‘Shags’ art show features talented trio: PHOTOS

"All in one" by Fred Abuga. PHOTO| MARAGARETTA WA GACHERU

What you need to know:

  • The oldest artist of them all is Patrick Kinuthia, who to my mind is one of Kenya’s most important landscape painters. His last three shows (including this one) have been with James Njoroge, who, like Kinuthia’s, is from the same central region.

  • But one can hardly tell from what part of Kenya Kinuthia’s paintings derive. Wherever there is the sun shimmering on leafy trees, rambling rural roads and free-flowing streams, they can all be found in his pastoral paintings.

“Shags” is a Sheng term for what Black Americans call their “hood”, their home or rather their real home. Derived from the Kikuyu term for village, shags also refers to the three-man exhibition at Village Market, near Runda, attracting lots of attention.

The interest in shags lies first and foremost in the dazzling colors that strike you as you first walk into Village Market’s new art space. The most colorful of all the three is Fred Abuga’s paintings, infused as they are with brilliant equatorial colors — breathtaking yellows, oranges and many shades of green. Abuga’s leafy green palms are the most conspicuous feature of his art, but so are his bold and broad brush strokes.

The oldest artist of them all is Patrick Kinuthia, who to my mind is one of Kenya’s most important landscape painters. His last three shows (including this one) have been with James Njoroge, who, like Kinuthia’s, is from the same central region.

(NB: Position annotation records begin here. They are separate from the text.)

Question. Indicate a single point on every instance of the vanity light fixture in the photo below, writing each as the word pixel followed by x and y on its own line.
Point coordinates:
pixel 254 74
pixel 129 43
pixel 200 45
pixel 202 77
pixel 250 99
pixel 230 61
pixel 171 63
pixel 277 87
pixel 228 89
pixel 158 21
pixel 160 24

But one can hardly tell from what part of Kenya Kinuthia’s paintings derive. Wherever there is the sun shimmering on leafy trees, rambling rural roads and free-flowing streams, they can all be found in his pastoral paintings.

AMAZING AFRICAN BEAUTIES

But he’s also at his best when he paints portraits of amazing African beauties, most of whom come from Kenya but not all. What’s distinctive about Kinuthia’s portraits are his colors, which again are deftly blended to create a vibrant effect.

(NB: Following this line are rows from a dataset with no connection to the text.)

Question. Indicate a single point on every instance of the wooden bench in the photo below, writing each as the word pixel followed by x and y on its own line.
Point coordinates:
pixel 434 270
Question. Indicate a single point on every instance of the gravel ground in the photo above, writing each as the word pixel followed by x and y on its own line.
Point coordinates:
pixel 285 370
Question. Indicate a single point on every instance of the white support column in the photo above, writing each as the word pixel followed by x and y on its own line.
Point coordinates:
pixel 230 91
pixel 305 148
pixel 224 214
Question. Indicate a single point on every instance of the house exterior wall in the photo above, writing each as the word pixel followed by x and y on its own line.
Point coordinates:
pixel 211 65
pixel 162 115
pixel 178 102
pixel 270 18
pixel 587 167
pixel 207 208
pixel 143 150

Njoroge is also a painter but his medium of art is very different from either Abuga’s or Kinuthia’s.

That’s because he works with paper, or rather paper scraps, mostly magazines that he shreds by hand and somehow situates in ways that make his art look like naturalistic paintings but which have a semi-abstract edge, given that his colour magazine scraps are never precisely aligned like a pen, pencil or paint brush could do.

But who cares! His art is stunning, whether it’s portraits of women members from his mother’s rural Christian Women’s Guild or landscapes designed during his recent two-week artist residency in Lamu.

In all, the three create a powerful painterly troika of Kenyan artists whose work has a special appeal to locals who may or may not see themselves as art collectors or connoisseurs but who identify with “shags” since so much of the art looks close to home.